Farooq, who had been party president even earlier, had handed over the reins of the party to son Omar on the eve of the assembly elections in 2002.

Farooq was first elected to the post of president of National Conference in 1981 when his father, Sheikh Mohammad Abdullah, stepped down as head of the organisation.

Talking to reporters, Farooq said he took over as party chief to "relieve" his chief minister-son Omar Abdullah from additional responsibilities of party work.

"Omar has the gigantic task of taking Jammu and Kashmir on the road to development and progress. As such, it was imperative to relieve him of responsibilities relating to party work," Farooq said.

He said the party intends to restore the headquarters of the party, Mujahid Manzil, in interior city which was shunned by the party in the wake of eruption of militancy over two decades ago.

"We will restore the pristine glory of Mujahid Manzil and use it as our party headquarters as the sentiments of the people are attached to it," he said, adding that the party proposes to revive the old tradition of "meeting the people on each Friday" to know their problems and try to mitigate them.

Mujahid Manzil, or the fortress of the mujahideen, had served as the hotbed of Kashmiri politics during the freedom movement.
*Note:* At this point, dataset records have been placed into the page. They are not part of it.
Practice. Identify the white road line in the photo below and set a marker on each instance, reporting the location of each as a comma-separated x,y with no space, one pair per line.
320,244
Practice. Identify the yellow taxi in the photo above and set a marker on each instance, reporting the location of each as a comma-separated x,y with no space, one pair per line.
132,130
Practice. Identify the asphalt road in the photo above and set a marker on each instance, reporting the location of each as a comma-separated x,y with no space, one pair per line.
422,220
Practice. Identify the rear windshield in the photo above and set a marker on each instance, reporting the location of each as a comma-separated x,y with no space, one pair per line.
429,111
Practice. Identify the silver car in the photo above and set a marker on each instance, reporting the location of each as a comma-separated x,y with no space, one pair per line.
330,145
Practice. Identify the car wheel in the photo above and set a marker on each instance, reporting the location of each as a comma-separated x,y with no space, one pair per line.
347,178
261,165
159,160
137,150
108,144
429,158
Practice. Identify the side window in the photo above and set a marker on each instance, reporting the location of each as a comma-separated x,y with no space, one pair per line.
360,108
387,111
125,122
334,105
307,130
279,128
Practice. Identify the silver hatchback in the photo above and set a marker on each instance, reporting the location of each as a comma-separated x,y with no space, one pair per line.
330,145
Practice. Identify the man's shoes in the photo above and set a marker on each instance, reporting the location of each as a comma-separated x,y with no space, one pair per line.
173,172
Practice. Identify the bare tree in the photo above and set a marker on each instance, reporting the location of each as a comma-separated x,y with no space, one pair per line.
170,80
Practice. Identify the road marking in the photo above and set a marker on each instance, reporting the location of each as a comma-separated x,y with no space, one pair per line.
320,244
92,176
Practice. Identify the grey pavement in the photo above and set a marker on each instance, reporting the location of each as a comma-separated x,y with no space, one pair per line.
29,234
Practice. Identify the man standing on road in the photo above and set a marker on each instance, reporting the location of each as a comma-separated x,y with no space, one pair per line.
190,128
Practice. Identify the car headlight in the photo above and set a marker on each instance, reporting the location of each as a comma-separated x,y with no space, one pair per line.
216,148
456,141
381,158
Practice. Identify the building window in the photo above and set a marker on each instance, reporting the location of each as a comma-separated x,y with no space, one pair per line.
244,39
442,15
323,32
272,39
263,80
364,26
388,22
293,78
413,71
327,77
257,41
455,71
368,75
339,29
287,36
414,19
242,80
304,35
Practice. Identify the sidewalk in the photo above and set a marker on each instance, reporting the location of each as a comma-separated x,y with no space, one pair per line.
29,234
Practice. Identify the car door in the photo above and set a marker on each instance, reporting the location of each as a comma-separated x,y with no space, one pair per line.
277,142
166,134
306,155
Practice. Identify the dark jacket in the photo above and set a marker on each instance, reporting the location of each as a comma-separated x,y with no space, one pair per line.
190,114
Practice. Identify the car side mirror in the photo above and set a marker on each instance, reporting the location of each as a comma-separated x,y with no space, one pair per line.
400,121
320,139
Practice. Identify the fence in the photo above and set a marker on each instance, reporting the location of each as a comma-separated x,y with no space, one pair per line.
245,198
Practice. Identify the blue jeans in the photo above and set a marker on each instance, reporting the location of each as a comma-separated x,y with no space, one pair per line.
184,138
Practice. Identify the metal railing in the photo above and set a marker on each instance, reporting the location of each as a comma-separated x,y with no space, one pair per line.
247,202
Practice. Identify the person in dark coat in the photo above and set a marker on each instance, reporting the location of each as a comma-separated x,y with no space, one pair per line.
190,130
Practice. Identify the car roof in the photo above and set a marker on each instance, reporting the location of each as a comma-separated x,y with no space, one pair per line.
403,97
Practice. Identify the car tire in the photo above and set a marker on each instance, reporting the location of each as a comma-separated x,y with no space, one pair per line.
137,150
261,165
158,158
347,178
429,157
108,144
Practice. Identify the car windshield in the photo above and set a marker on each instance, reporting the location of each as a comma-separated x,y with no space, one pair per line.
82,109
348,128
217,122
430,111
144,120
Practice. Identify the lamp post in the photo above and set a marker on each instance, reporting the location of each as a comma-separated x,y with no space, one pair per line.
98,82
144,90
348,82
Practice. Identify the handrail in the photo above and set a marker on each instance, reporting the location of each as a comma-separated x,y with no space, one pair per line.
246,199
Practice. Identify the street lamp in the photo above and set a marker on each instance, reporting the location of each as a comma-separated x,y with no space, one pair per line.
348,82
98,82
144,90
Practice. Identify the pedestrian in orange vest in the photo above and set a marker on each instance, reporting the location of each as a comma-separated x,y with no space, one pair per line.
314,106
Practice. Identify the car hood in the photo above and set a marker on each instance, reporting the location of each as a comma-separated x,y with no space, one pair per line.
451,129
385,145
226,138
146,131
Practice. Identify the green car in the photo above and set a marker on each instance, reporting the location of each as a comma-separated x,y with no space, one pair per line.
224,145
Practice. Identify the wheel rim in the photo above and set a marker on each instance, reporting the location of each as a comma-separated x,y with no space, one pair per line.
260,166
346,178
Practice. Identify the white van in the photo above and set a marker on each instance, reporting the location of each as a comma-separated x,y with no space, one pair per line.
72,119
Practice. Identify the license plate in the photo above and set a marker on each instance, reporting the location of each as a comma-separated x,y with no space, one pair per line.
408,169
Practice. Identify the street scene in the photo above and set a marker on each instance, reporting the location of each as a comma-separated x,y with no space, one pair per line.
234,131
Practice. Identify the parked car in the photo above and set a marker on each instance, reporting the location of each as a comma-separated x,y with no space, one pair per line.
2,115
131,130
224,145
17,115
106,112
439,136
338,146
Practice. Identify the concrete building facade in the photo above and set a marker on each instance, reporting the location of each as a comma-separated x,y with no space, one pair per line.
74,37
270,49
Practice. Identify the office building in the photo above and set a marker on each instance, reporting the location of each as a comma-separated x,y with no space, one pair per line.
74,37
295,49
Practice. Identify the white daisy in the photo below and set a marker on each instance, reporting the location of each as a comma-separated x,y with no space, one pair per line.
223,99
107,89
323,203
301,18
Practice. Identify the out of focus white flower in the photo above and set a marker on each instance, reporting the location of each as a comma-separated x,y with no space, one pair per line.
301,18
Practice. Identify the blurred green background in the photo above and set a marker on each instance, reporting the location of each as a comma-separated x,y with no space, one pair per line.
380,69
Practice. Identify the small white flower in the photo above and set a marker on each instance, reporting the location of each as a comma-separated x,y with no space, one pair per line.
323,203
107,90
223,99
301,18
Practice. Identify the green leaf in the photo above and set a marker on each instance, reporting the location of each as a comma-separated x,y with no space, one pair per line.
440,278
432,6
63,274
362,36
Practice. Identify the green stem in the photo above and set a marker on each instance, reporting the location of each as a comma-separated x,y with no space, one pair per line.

It also remained the hub of Kashmiri politics during the National Conference's struggle against Dogra autocracy and its subsequent political activities between 1953 and 1990.

Located in downtown Srinagar, the erstwhile NC headquarters was set ablaze in 1990 by suspected militants, forcing the party to shift its main office to the high security Nawai Subah complex in the city.

Farooq said the NC-Congress coalition government's priority is to tackle the growing unemployment and speed up development and promote tourism.

To a question about trade between Jammu and Kashmir and Pakistan Occupied Kashmir through the Srinagar-Muzaffarabad road, the former chief minister said such trade would be further strengthened and the ultimate aim was to have trade with Central Asian countries.

He said there was no possibility of war between India and Pakistan in the wake of the Mumbai terror attack  since "war is not going to address the problem. The issue could be resolved through dialogue."

Terming the Kashmir issue as an "unhealed wound", Farooq said the people of Kashmir have faced a lot of misery over the past six decades.

"We will work for harmonious relations between India and Pakistan so that the issue is resolved through dialogue," he said.

He said as far as his party is concerned, the restoration of autonomy was the best solution to the Kashmir problem. However, he said his party will endorse any other better solution if it meets the wishes and aspirations of the people.